Eprouver par soi-même si les spectacles sont dangereux, c’est vouloir tomber dans les dangers qu’ils offrent.

« Un pas hors du devoir peut nous mener bien loin. »

Corneille.

« Le grand écueil de tous les hommes et surtout des jeunes gens est de vouloir éprouver si ce qu’on leur représente comme dangereux l’est autant qu’on le dit. Ils croient qu’ils jugeront mieux de tout par leur propre expérience que par les lumières des autres ou par la simple défense de la loi. Ils espèrent qu’il y aura une exception pour eux, et qu’ils auront assez de discernement et de force pour découvrir et éviter le piège où tombent les autresbo.

« Ils ignorent que c’est ainsi que le péché est entré dans le monde, et que les hommes ne meurent que parce que la première femme aima mieux éprouver si elle mourrait en désobéissant que d’obéir et de vivre. Ils ne savent pas que cette curiosité est déjà un grand mal, et que c’est être tombé aux yeux de Dieu, que de se laisser affaiblir par la tentation de juger de ses commandements par sa propre expérience. Enfin, ils ont oublié que l’épreuve du bien et du mal n’apprend à connaître l’un que parce qu’on l’a perdu, et l’autre que parce qu’on y est condamné.

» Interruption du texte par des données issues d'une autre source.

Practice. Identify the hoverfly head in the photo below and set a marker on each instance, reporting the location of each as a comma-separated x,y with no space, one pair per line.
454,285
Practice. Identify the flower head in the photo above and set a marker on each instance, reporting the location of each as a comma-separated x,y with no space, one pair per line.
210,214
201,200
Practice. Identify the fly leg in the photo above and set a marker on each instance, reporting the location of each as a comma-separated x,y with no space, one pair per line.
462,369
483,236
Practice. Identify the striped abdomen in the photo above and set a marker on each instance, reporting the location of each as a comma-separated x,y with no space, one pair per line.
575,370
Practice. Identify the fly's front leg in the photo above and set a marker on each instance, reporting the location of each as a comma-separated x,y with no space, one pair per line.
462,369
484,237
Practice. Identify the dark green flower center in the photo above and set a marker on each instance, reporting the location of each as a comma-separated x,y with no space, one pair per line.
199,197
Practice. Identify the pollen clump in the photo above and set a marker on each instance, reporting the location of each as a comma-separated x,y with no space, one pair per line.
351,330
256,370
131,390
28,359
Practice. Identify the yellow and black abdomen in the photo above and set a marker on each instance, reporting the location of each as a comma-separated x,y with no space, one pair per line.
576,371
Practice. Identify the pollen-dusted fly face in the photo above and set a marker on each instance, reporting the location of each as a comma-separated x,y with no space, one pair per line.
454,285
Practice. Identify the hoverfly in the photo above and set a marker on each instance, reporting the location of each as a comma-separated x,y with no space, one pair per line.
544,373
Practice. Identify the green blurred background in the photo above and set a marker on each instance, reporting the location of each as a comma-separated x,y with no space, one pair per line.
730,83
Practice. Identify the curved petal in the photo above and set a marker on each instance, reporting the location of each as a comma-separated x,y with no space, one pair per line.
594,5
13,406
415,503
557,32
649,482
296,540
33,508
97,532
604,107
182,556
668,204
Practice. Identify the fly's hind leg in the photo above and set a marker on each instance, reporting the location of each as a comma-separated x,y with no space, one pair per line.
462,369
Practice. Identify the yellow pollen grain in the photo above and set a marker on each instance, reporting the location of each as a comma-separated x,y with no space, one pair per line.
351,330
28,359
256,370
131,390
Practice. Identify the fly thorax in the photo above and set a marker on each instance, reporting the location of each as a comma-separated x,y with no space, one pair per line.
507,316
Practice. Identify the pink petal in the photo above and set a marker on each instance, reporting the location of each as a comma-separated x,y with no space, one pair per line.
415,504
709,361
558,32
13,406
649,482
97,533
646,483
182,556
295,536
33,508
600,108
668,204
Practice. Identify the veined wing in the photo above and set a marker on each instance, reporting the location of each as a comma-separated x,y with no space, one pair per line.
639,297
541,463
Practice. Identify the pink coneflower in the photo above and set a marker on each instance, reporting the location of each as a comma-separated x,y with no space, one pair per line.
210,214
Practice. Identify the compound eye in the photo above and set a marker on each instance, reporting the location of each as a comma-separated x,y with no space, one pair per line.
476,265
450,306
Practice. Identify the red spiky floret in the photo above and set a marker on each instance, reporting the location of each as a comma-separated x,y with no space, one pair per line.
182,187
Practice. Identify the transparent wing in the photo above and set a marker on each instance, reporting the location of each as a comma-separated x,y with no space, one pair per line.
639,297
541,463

« Comme la loi de Dieu est juste et sainte, on ne doute de sa justice que parce qu’on est dans les ténèbres ; et on ne s’expose jamais à la violer pour en faire l’épreuve, qu’en méritant de tomber dans des ténèbres infiniment plus grandes. Aussi de tels essais ne sont jamais impunis ; car ou ils affaiblissent, c’est ce qui est leur effet ordinaire ; ou ils rendent présomptueux, ce qui est un mal sans comparaison plus grand. Souvent même ils font l’un et l’autre à l’égard d’une même personne, qui revient des spectacles avec moins de force et plus d’orgueil, et qui n’est présomptueuse que parce qu’elle a mérité de ne pas connaître ce qu’elle vient de perdre. Car c’est une maxime certaine, que l’orgueil est toujours dans la même proportion que la misère, et que rien ne marque plus une extrême faiblesse qu’une grande présomption.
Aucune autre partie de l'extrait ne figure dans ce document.